I wasn’t allowed to eat on Sunday night, nor Monday. All they gave me beginning with lunch was liquids. Broth, jello and juice. Plus, vicodin, gas pills and stool softeners. Yummy!

By the time I was allowed to eat, and I was begging the nurses for food by this point (sometime on Tuesday)-the meal that the food service people brought in was mostly wheat products (lasagna, a dinner roll, etc.), of which I am allergic. So, I was foiled again.

How are you supposed to function/parent/nurture on so little sleep, without food, and all doped up on meds? It seems counter intuitive to me. There are a lot of things about pregnancy and labor that are backwards in my opinion. Let me give a few examples.

When you get pregnant, usually you take a home pregnancy test to confirm. And if you are like me, I knew on day one of my missed period. Once you confirm, you are sooo excited (lets assume this is a planned pregnancy), that the first thing you do is schedule a doctors appointment. If you have an HMO, they wont schedule your first appointment until you are somewhere around 8-10 weeks along. Now, isn’t the first trimester the most critical as it relates to development of the baby? Why would you leave a newly pregnant person on their own, without advise or guidance during the most sensitive part of their pregnancy?

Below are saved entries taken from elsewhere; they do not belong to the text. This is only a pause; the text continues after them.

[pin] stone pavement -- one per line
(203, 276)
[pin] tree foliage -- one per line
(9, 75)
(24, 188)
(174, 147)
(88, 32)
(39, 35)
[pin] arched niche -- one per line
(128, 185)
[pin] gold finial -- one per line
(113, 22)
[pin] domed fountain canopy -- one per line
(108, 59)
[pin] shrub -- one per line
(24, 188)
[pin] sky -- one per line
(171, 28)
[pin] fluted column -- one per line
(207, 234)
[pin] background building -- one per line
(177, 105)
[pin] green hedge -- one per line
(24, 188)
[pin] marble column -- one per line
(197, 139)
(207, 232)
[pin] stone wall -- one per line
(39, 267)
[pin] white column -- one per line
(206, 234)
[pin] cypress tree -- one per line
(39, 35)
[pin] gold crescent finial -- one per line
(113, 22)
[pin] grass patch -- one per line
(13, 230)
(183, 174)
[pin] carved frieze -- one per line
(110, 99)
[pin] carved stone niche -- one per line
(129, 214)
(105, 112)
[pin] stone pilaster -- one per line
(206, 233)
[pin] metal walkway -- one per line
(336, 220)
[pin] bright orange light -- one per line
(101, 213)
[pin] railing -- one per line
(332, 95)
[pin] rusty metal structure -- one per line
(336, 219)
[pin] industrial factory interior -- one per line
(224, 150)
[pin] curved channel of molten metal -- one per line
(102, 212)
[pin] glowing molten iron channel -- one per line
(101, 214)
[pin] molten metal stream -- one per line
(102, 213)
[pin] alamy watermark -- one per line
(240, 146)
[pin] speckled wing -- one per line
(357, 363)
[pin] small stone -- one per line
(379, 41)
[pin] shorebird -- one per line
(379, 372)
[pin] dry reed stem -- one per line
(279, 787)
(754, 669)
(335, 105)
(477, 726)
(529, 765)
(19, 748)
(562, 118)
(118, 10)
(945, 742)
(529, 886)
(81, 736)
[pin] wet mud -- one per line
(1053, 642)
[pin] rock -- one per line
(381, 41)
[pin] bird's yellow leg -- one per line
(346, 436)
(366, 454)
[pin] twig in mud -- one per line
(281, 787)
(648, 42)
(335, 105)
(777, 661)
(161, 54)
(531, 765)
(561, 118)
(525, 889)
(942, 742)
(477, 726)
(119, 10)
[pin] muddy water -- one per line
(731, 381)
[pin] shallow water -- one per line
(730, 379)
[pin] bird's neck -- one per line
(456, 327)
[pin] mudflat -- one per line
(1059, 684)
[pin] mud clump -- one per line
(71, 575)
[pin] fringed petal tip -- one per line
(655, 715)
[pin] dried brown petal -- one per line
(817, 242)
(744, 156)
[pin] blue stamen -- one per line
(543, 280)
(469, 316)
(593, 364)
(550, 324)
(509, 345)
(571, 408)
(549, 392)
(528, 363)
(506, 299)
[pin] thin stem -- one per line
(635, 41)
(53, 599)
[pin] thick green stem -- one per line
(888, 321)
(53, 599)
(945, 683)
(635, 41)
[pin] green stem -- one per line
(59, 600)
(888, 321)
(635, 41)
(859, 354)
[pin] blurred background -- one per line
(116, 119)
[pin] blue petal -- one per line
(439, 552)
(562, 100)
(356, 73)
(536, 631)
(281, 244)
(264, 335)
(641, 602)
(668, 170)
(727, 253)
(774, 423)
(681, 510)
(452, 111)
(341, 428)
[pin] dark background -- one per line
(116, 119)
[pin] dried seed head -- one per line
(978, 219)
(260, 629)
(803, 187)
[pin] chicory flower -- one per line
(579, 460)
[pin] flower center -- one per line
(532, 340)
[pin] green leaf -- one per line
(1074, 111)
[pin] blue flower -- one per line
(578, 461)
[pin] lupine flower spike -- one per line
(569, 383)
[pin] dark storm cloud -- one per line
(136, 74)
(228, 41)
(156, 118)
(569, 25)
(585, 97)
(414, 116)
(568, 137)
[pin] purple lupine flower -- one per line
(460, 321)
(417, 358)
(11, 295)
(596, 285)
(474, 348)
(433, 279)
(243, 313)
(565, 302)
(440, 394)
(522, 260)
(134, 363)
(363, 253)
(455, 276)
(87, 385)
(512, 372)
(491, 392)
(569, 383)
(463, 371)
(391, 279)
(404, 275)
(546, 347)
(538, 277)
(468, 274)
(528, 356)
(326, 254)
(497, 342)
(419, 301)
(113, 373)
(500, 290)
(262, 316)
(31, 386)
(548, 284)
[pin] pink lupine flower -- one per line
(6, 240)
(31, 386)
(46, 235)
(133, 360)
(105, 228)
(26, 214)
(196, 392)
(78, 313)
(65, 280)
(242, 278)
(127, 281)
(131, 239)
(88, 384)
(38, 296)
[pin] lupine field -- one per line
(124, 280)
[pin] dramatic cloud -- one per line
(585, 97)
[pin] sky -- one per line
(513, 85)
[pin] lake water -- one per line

The second situation/example is during your post-partum period. Since I had a c-section, I spent 3 nights after the birth in the hospital (although they wanted to release me on the 2nd night, I declined). They removed my staples (13 of them), on the third day, and gave me instructions for caring for my incision. They also instruct you to schedule your follow up appointment for 6 weeks later. Now, I just had major abdominal surgery and a baby…wouldn’t you want to see me sooner than 6 weeks? Apparently not.

The sleep has improved since I have been home. And I suspect we are faring well compared to some. Elliott on most nights, sleeps from 9-12 or 1, eats, and then sleeps again from 1-4 or 5 am. Then he eats again, and occasionally will sleep again from 6 to 7:30am. Although, when we are struggling with the let down problem, he is less likely to sleep for such long periods, and is awake for longer time periods in between. So far I am OK with the sleep patterns, and feel good most days. I can see how the lack of sleep can be impossible to handle, especially if you have more than one child, or have to go back to work sooner rather than later, or don’t have a lot of help or support from your spouse.

Well, after all of that typing…I am not sure what the summation of my thoughts are. But, I wanted to share what was on my mind anyway. I am all for closure, but for this post, there is no closure… to my dismay.